Quand les femmes intègrent les recettes dans la cuisine
Une fois séchés, ces végétaux marins sont transformés en poudre qui peut bien servir à la consommation humaine. A Ngaparou, les groupements de femmes qui collaborent avec le Professeur Tamba ont déjà expérimenté des recettes à base d’algues marines. Aujourd’hui, elles détiennent les secrets d’une large gamme de produits naturels comme le thiakry, les nems, les fataya ou encore du jus et d’autres compléments alimentaires, le tout soigneusement concocté avec de la poudre tirée de la transformation des algues. Cette machine portée par ces braves dames est un modèle pour stimuler l’esprit entrepreneurial et générer des emplois chez les jeunes et les femmes. « L’algue rouge est un trésor de la mer que nous pouvons intégrer dans nos produits locaux, pour ajouter de la valeur, nourrir, soigner et surtout toucher de nouveaux marchés. Aussi, il faut préciser que l’algue a des propriétés antibactériennes qui lui permettent d’avoir une longue durée de vie après la transformation. Cela ne va pas sans compter les multiples vertus que les algues possèdent en matière de santé et de bien-être. C’est pour ces raisons que la transformation est une entreprise rentable », a expliqué la porte-parole des femmes transformatrices de Ngaparou, Fatou Bineta Tamba.

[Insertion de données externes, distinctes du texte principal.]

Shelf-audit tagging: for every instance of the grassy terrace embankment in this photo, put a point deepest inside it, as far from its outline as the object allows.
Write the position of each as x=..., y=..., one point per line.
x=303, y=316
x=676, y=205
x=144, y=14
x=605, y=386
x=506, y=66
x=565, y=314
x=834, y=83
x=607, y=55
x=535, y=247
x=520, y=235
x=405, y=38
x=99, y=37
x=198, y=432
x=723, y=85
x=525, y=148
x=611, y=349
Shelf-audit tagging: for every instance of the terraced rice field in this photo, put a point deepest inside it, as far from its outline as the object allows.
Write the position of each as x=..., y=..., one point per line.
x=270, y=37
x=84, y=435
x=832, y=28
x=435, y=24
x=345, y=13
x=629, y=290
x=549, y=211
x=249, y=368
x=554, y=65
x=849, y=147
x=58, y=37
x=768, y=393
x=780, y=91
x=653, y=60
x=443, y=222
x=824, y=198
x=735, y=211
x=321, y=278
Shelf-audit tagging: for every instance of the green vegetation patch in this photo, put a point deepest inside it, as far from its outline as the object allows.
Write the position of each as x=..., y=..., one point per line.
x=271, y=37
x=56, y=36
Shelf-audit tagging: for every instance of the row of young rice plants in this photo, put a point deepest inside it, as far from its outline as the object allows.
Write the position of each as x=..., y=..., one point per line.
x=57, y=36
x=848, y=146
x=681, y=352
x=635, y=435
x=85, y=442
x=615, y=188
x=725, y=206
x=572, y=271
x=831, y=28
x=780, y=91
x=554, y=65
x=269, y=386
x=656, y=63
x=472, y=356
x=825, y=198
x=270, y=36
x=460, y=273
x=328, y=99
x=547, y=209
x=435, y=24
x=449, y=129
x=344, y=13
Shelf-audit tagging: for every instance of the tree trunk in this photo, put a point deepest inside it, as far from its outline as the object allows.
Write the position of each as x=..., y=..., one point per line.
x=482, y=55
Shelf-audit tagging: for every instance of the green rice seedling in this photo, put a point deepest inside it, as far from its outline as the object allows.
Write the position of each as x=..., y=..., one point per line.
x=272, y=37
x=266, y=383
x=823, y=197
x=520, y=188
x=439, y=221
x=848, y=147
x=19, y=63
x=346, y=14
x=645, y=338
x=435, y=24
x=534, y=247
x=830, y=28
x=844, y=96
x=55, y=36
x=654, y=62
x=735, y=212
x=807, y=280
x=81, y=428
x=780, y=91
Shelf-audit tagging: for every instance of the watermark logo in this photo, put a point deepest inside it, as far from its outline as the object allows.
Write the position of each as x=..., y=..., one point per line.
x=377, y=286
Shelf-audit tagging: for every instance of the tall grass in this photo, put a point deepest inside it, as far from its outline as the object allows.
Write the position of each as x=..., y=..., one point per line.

L’ingéniosité d’Abdourahmane Tamba attire déjà des partenaires qui s’engagent à accompagner les initiatives. Une manière de soutenir l’économie circulaire qui est un enjeu de taille à l’échelle mondiale, dans un contexte marqué par la pollution et les changements climatiques. Il s’agit pour le Centre africain de la performance et de l’excellence opérationnelle (Capeo) de mettre en place des dispositifs d’accompagnement pour arriver à la création d’entreprises spécialisées dans la transformation des algues marines. Un moyen efficace d’accentuer la lutte contre l’insalubrité de nos côtes, mais aussi de préserver notre environnement tout en créant des milliers d’emplois. « Notre idée, c’est d’amener une approche entrepreneuriale. C’est permettre à ces produits à base d’algues d’atteindre les cibles. L’idée aujourd’hui, c’est de pousser les jeunes et les femmes à avoir l’esprit entrepreneurial et aller vers ces opportunités offertes par les algues pour créer des entreprises », a expliqué Cheikh Moubarack Wade, directeur exécutif du Capeo.